Sea-nymphs hourly ring his knell:
Ding-dong….
Hark! Now I hear them – Ding-dong, bell.

(Funny thing about this. Ariel’s song from “The Tempest” has been familiar to me for just about as long as I can remember; but it wasn’t until I was actually typing it up for the pattern, the other day, that I noticed that “of his bones are coral made” is… well… grammatically, syntactically… it’s just WRONG. Not unlike “And damn’d be him who first cries hold, enough!” Must be nice to be Shakespeare and to be able to get away with that sort of thing.

Incidentally, in case you were wondering – it appears that this verse is in fact the origin of the phrase “sea change.”

But I digress.)

The tsock, as it turns out, foreshadows the shawl pretty effectively – that is, I was able to squeeze in all the desired elements, or at any rate suggestions of same. But I trust it has taken them and made them its own – sock gauge being a whole different idiom, after all.

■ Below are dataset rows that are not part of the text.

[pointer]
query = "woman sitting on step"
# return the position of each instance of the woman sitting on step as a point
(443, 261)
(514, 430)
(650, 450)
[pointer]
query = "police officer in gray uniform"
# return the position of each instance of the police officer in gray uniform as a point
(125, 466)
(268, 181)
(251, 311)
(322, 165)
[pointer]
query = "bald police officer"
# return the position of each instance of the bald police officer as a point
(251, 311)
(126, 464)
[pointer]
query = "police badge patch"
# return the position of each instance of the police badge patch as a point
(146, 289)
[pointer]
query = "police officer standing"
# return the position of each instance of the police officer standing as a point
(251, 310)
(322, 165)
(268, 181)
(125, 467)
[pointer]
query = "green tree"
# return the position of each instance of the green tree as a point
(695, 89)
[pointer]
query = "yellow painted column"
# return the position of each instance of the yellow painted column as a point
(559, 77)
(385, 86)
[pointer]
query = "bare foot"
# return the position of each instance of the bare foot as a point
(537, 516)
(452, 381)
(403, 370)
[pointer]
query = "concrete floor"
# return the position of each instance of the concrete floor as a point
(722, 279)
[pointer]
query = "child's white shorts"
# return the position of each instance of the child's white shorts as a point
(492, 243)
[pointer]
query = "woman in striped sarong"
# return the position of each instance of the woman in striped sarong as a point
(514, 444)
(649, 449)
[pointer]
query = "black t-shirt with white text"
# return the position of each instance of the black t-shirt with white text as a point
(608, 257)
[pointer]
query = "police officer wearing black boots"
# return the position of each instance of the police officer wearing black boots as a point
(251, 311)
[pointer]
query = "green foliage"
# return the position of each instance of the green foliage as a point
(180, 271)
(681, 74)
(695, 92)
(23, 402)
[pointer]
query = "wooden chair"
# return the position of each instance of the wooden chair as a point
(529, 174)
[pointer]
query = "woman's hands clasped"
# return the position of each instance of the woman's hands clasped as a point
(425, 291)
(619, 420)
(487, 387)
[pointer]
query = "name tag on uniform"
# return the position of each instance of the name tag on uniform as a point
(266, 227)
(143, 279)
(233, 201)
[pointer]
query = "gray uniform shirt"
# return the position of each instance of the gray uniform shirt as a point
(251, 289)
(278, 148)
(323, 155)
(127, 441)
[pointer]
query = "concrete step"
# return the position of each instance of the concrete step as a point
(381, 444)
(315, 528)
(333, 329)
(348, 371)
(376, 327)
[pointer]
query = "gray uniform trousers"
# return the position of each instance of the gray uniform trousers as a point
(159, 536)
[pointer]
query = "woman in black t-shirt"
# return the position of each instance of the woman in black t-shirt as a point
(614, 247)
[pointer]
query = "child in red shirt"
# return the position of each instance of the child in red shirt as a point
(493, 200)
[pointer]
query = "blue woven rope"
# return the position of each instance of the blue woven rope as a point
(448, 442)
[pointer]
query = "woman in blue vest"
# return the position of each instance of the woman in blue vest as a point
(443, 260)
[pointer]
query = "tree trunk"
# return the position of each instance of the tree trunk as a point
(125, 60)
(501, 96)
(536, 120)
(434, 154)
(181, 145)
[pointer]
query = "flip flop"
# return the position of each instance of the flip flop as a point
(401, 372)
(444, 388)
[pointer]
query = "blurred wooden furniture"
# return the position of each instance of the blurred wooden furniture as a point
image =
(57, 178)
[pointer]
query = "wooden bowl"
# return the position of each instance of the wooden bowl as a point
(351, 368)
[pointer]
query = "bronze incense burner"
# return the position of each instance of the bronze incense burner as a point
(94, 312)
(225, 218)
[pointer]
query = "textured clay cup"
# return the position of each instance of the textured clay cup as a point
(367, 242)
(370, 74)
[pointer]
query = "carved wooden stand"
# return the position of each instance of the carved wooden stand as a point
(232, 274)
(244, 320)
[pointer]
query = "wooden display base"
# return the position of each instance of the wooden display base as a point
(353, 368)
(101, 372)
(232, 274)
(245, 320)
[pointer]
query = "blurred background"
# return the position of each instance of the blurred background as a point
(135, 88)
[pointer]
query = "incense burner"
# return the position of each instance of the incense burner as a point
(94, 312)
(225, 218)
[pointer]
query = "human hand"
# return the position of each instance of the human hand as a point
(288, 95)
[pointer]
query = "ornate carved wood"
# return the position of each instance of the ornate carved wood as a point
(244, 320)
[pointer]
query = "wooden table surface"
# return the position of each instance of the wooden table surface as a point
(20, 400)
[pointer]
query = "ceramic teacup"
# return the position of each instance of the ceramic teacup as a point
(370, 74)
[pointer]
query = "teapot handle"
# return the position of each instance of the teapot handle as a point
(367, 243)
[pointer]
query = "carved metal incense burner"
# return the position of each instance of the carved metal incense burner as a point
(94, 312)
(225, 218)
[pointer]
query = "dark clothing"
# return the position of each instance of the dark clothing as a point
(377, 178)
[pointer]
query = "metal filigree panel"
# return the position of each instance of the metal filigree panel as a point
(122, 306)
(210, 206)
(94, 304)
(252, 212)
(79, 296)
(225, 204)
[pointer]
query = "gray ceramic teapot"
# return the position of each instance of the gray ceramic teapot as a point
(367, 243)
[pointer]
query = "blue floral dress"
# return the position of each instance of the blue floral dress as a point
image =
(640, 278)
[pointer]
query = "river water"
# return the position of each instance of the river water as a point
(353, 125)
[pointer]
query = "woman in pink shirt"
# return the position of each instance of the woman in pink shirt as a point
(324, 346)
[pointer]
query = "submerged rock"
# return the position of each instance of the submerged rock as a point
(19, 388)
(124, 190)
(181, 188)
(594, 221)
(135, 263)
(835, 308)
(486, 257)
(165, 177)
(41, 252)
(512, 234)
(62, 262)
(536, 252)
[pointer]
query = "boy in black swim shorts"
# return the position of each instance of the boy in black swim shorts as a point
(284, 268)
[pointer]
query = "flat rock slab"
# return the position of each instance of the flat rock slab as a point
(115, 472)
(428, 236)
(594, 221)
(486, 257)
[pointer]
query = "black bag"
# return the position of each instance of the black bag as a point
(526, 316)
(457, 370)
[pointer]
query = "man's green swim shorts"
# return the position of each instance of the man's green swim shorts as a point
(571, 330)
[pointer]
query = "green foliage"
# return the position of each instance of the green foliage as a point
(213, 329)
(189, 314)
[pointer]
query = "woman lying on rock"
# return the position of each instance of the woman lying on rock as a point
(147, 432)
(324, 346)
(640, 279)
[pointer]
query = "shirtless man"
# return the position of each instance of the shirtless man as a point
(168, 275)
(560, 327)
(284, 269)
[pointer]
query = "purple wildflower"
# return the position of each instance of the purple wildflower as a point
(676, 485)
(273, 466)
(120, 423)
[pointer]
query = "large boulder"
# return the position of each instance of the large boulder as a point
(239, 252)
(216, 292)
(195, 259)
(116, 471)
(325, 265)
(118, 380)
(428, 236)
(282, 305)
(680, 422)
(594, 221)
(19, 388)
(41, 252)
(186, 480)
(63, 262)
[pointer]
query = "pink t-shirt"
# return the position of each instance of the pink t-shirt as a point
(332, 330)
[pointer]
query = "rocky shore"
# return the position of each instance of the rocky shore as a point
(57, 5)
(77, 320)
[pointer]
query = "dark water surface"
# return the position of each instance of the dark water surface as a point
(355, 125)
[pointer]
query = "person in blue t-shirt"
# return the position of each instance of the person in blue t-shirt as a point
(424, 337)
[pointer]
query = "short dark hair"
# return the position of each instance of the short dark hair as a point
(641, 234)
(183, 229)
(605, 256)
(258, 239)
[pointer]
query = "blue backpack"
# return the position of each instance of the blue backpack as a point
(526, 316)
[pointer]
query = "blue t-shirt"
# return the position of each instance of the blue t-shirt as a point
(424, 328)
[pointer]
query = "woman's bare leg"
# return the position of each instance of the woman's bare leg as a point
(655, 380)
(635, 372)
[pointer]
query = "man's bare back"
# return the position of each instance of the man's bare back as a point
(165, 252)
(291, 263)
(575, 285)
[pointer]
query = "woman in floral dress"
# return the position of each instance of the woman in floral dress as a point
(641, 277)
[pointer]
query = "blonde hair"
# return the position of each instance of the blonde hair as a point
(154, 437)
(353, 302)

Closer look? But of course.

Following the path of the knitting upward from a toe-tip cast-on, the foundation for the reef is a pile of shells.

Scallop shells, that is.

Above that rises the branching coral, constructed of lace, along very loosely fractal-ish lines. (Because of the way this wraps around the foot, it was all but impossible to photograph it and show the whole panel, so I have frankly mocked it up here – two halves, pasted together through the miracle of PhotoShop. Like an exploded globe, don’t you know.)

This rises up to cover the instep, and the ease adjustments for the heel are built into the lace patterning.

Will anyone be surprised that the scallop shell reappears as an optional element on the back of the heel? I thought not.

Rooted on either side of the heel, two wisps of eel-grass:

Then there is more eel grass drifting through the insertions of the three perpendicular edgings that constitute the ankle.

Five fathoms really isn’t all that deep; a fathom is six feet, so Ferdinand’s father, supposedly, is only 30 feet under – 30 feet of clear water, in the calm after the storm, through which all these things are visible in layer upon layer. First more shells, of a nautilus-ish sort, stirred by ripples of current, and encrusted with some of those “pearls that were his eyes”…

… then a school of tropical fish, each carrying another pearl of its own (this is scaled down from a lovely old traditional stitch pattern called “The Queen’s Edging,” which has always reminded me of leetle tropical fishies)…

… and then a cross-current – more little waves, flowing in the other direction, and playfully tossing more little spiral shells about.

So there she is; – “such stuff as dreams are made on.”

The last files were uploaded yesterday; printing is complete. Tomorrow they pack her up to ship her out.

Happy new year, club members… and stand by to commence mailbox stalkage!